Romi bersama rekan-rekannya diajak diskusi oleh perwakilan Kemendikbudristek perihal budaya yang mengusung tema "Temu Nelayan Perkapalan Tradisional untuk Kehidupan Laut yang Berkelanjutan" di Pesisir Karangria Grand Luley Manado, beberapa waktu lalu.

Raut wajah Romi terpancar keingintahuan dan rasa penasaran. Bukan tentang bagaimana bahan dasar yang dipakai sebagai layar, melainkan soal teknologi ini yang ditemukan para leluhur negeri lautan ini.

Pertemuan itu menghasilkan satu konsep acara. Dibalut dengan lomba ajang kecepatan dan ketangkasan penggunaan perahu layar, yang kemudian nantinya dapat dikembangkan dan dipakai oleh para nelayan sebagai alternatif penggunaan bahan bakar ketinting.

Minggu, 24 September 2023, langit Kota Manado bak warna lautan di pagi hari. Ada 140 nelayan lokal tampil sigap dengan 70 perahu layar mereka, termasuk Romi.

Event hasil kolaborasi Kemendikbudristek bersama TNI Angkatan Laut itu dipadati ratusan masyarakat. Anak-anak, orang tua bahkan lansia berkerumun di bibir Pantai Karangria menyaksikan betapa hebatnya alat transportasi tradisional masa silam ini.

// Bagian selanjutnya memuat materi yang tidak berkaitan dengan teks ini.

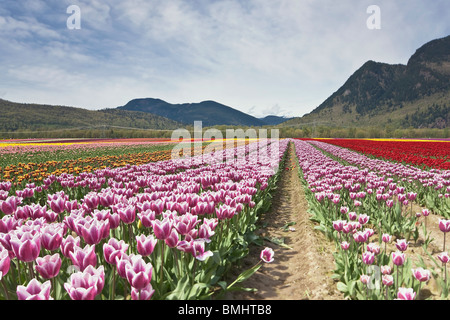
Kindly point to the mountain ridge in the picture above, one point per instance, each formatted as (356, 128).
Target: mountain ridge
(381, 94)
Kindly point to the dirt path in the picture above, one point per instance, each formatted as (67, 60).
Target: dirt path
(302, 271)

Sekira pukul 09.00 Wita, perahu layar jenis kayu maupun fiber/tripleks yang terdiri dari kelompok-kelompok nelayan lokal berjejeran. Rute lomba dimulai dari Pantai Karangria, menuju Bunaken, lalu kembali ke Pantai Karangria sebagai garis finish.

Tak butuh waktu lama bagi Romi, selang tiga jam perahu fiber/triplek kategori kelas lima meter miliknya dengan nomor peserta 5508 menyentuh garis finish yang telah ditentukan panitia.

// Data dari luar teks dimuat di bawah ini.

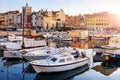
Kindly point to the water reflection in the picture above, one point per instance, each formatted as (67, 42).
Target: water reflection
(67, 75)
(80, 44)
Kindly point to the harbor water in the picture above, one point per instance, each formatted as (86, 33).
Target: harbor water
(21, 70)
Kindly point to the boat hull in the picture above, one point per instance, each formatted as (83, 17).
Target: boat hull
(59, 68)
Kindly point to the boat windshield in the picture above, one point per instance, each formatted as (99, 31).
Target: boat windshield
(53, 59)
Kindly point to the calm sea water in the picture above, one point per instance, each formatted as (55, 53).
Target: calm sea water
(20, 70)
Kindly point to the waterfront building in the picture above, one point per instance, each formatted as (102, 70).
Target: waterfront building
(10, 18)
(98, 21)
(79, 33)
(73, 21)
(2, 20)
(46, 20)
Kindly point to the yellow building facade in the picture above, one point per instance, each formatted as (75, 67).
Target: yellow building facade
(98, 20)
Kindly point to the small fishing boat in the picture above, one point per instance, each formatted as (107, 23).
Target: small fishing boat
(60, 62)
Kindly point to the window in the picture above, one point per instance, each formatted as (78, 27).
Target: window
(53, 59)
(62, 60)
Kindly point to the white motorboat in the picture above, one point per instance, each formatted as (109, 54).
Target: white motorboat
(60, 62)
(44, 52)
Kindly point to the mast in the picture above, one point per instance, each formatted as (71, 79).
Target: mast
(23, 44)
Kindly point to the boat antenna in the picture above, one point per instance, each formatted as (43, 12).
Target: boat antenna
(23, 13)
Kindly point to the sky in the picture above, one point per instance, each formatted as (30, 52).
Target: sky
(70, 7)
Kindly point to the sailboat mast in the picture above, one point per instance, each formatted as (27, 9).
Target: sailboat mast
(23, 46)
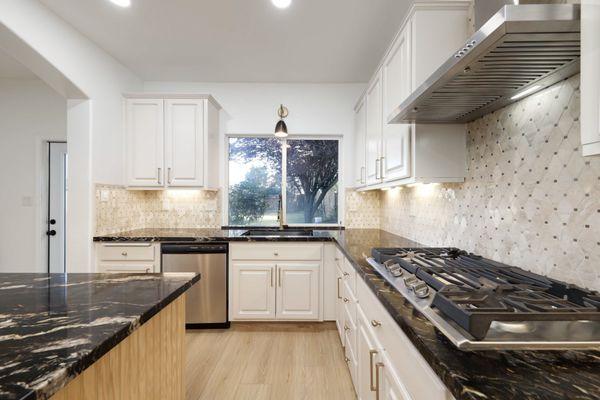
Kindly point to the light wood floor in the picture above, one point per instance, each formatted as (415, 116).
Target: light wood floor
(275, 361)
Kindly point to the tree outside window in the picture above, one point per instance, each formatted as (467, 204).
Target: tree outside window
(255, 180)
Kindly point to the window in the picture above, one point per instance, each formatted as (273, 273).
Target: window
(265, 170)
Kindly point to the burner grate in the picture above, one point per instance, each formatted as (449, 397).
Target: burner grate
(474, 291)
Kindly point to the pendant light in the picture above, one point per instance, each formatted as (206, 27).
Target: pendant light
(281, 127)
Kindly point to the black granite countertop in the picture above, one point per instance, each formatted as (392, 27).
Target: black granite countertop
(469, 375)
(53, 326)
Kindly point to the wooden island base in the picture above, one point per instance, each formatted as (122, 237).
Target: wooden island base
(148, 364)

"Sangat baik bagi kami nelayan-nelayan, karena di sisi lain ada keuntungan bagi kita, biar nelayan pemerintah ada kepedulian," ungkap Romi.

Dia mengatakan, penggunaan layar pada perahu sangat membantu di segi lingkungan maupun biaya melaut yang semakin besar. Usai lomba nanti, dia memastikan akan menggunakan layar di perahu untuk melaut sebagai upaya menghemat modal dan keramahan lingkungan yang diakibatkan penggunaan bahan bakar.

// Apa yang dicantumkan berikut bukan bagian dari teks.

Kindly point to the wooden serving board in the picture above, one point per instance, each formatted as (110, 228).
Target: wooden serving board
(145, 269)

"Lebih bagus karena kalo ada gangguan mesin perahu, ada layar yang bisa bantu, jadi kalau kita melaut mesti bawa layar,” tuturnya.

Selain Romi, ada pula para juara peraih kategori perahu kayu maupun fiber/triplek. Di Kelas lima meter kayu nomor perahu 506 (juara I), nomor 504 (juara II), nomor 502 (juara III), nomor 505 (harapan I), nomor 501 (harapan II), nomor 503 (harapan III).

Kelas enam meter Kayu nomor perahu 611 (juara I), nomor 605 (juara II), nomor 613 (juara III), nomor 602 (harapan I), nomor 607 (harapan II), 608 (harapan III). 

Kelas lima meter perahu fiber/triplek nomor perahu 5508 (juara I), nomor 5502 (juara II), nomor 5504 (juara III), nomor 5503 (harapan I), nomor 5507 (harapan II), nomor 5512 (harapan III).

Kelas enam meter perahu fiber/triplek nomor perahu 6601 (juara I), nomor 6616 (juara II), nomor 6614 (juara III), nomor 6622 (harapan I), nomor 6604 (harapan II), nomor 6615 (harapan III).

Kelas tujuh meter perahu fiber/triplek nomor perahu 7701 (juara I), nomor 7712 (juara II), nomor 7714 (juara III), nomor 7702 (harapan I), nomor 7708 (harapan II), nomor 7703 (harapan III).

 Untuk juara satu memperoleh hadiah uang tunai sebesar Rp10 juta, juara dua Rp8 juta, juara tiga Rp6 juta, harapan satu Rp5 juta, harapan dua Rp4 juta, harapan tiga Rp3 juta.

Kemudian 12 anak yang ikut bersama orang tua mereka bertanding diberikan dana apresiasi sebesar Rp1 juta oleh panitia.

"Secara historis wilayah yang sekarang disebut sebagai Sulawesi Utara merupakan bagian dari Jalur Rempah pada masa lalu, tentu saja alat transportasi tradisional masyarakat Sulawesi masa silam adalah perahu layar,” ungkap Kepala Balai Pelestarian Nilai Budaya Sulut Sri Sugiharta

Dia mengatakan, Lomba Perahu Layar ini salah satunya dapat digunakan sebagai sarana untuk membangkitkan kesadaran sejarah masyarakat sekarang dengan kejayaan nenek moyang.

Walaupun komoditas utama nelayan sekarang bukan rempah-rempah tapi dengan kegiatan lomba ini diharapkan nelayan dapat melestarikan pengetahuan dan teknologi perahu layar tradisional ini.

“Salah satu caranya dengan bersedia mewariskan pengetahuan dan teknologi perahu layar tradisional ini ke anak cucu dan generasi muda lainnya," ujarnya.